Using a surgical technique that could one day help human babies, scientists are taking monkey fetuses from the womb, operating on them, then returning them to their mothers to be born at the normal time.
The federally financed research --which practitioners say could lead to dramatic repairs of human abnormalities before birth -- is being done at two Washington-area laboratories and one at Harvard University.
The technique's success undercut the belief, once widely held in medicine, that if a womb is cut open, a pregnancy will usually end.
"That isn't true," Dr. Edward Taub, director of this work at the private, nonprofit Institute of Behavioral Research in Silver Spring, said last week.
"We've removed some fetuses two-fifths of the way through gestation" --that is, pregnancy -- "kept them on the operating table for nearly two hours for our studies, then brought them to normal term," he explained.

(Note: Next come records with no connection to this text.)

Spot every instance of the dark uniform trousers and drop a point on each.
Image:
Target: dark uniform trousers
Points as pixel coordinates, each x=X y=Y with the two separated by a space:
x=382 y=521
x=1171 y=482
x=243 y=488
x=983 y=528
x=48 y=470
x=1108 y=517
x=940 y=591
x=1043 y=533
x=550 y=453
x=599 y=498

"I think the old assumption was that if you opened the uterus, the fetus would almost automatically be aborted. But people simply hadn't tried."
What is more, he said. "We've kept animals alive three years after birth. This is like nine years in a human being. These animals remained entirely normal except for the deficits (injuries) we induce in our operations to learn about fetal development.

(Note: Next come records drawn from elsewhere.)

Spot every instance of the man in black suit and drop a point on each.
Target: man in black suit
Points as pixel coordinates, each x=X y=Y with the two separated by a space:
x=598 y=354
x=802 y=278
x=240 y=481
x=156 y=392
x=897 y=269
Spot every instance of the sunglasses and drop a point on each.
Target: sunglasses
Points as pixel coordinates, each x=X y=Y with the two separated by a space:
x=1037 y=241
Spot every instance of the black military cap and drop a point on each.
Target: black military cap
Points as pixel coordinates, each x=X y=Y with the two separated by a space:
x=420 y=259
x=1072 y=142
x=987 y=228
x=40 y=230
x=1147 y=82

"There was no indication these animals would not have led a perfectly normal life span."
Now, he added. "I think we're on the verge of a new era of what might be called 'fetal neuropsychology'," or the study of the way the fetal nerve system and brain develop and produce behavior.

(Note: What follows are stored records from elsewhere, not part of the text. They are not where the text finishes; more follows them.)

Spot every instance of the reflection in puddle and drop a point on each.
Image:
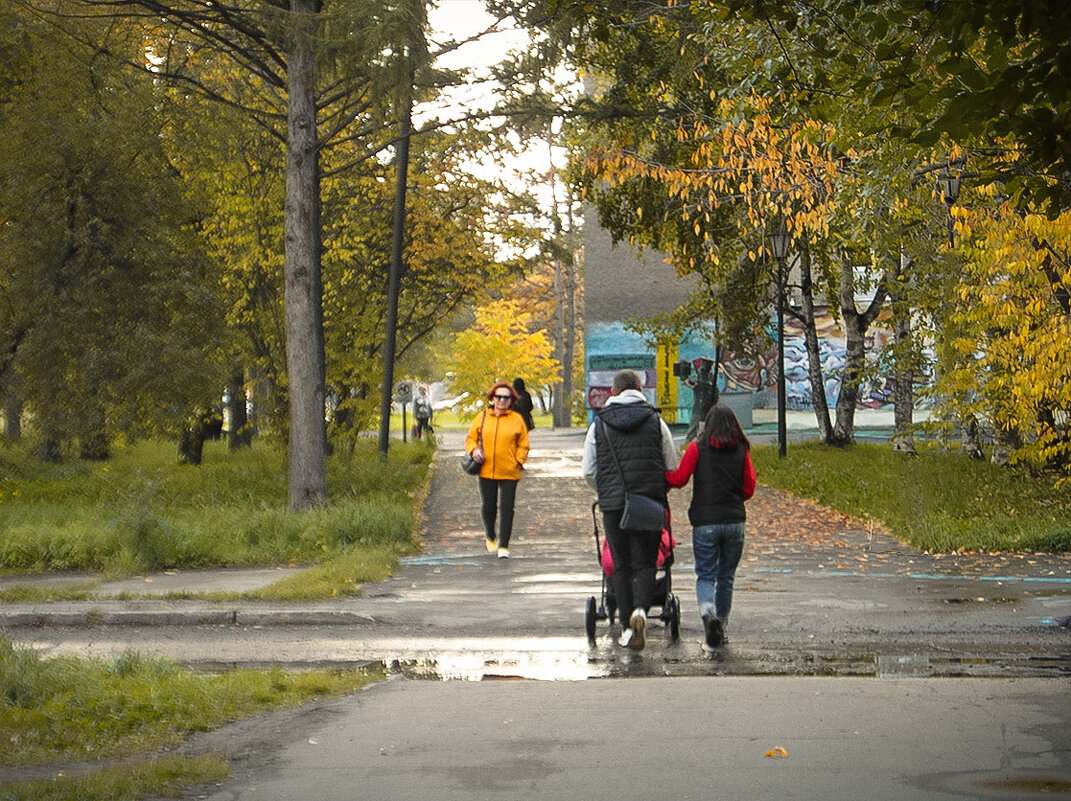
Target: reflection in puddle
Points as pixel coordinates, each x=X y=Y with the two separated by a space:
x=539 y=666
x=564 y=660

Other researchers have studied other fetal developments in ways that would have been impossible by other methods. So the field may become not just the study of the brain and nerves but one covering all areas of fetal growth -- and, in time, ways to correct abnormal growth to make a normal infant.
Getting to this point has taken nearly two decades of effort.
The first work was done in the early 1960s by two professors of obstetrics, Dr. Albert Plentl of Columbia University and Dr. D. L. Hutchinson of the University of Pittsburgh. Both brought some monkey infants to normal birth after removing them from the womb, then returning them.
But the largest sustained effort with a high degree of success -- both in keeping the fetuses alive and advancing knowledge -- was made by Dr. Ronald Myers of the National Institute of Neurological and Communicative Disorders and Stroke, part of the National Institutes of Health in Bethesda.
Starting in 1964 at an NIH laboratory in Puerto Rico, Myers and colleagues did fetal surgery on "from 25 to 30" developing monkeys, with what he described last week as "a success rate varying from 40 to 70 to 80 percent." That is, that many of the fetuses were brought to term, or normal birth, with the number varying according to the rigors of the experiments.
For Myers' goal was not just survival but knowledge. For example, he clamped the umbilical cords of fetal monkeys halfway through gestation. According to a report in Science magazine, he was thus able to study the effects of depriving the brain of oxygen.
To the placenta, the organ through which the mother and fetus exchange many materials, and on subsequent fetal growth. Myers showed that undersized primate babies -- almost certainly including human babies, since humans are primates -- are not necessarily premature babies but are sometimes babies who have lacked enough oxygen.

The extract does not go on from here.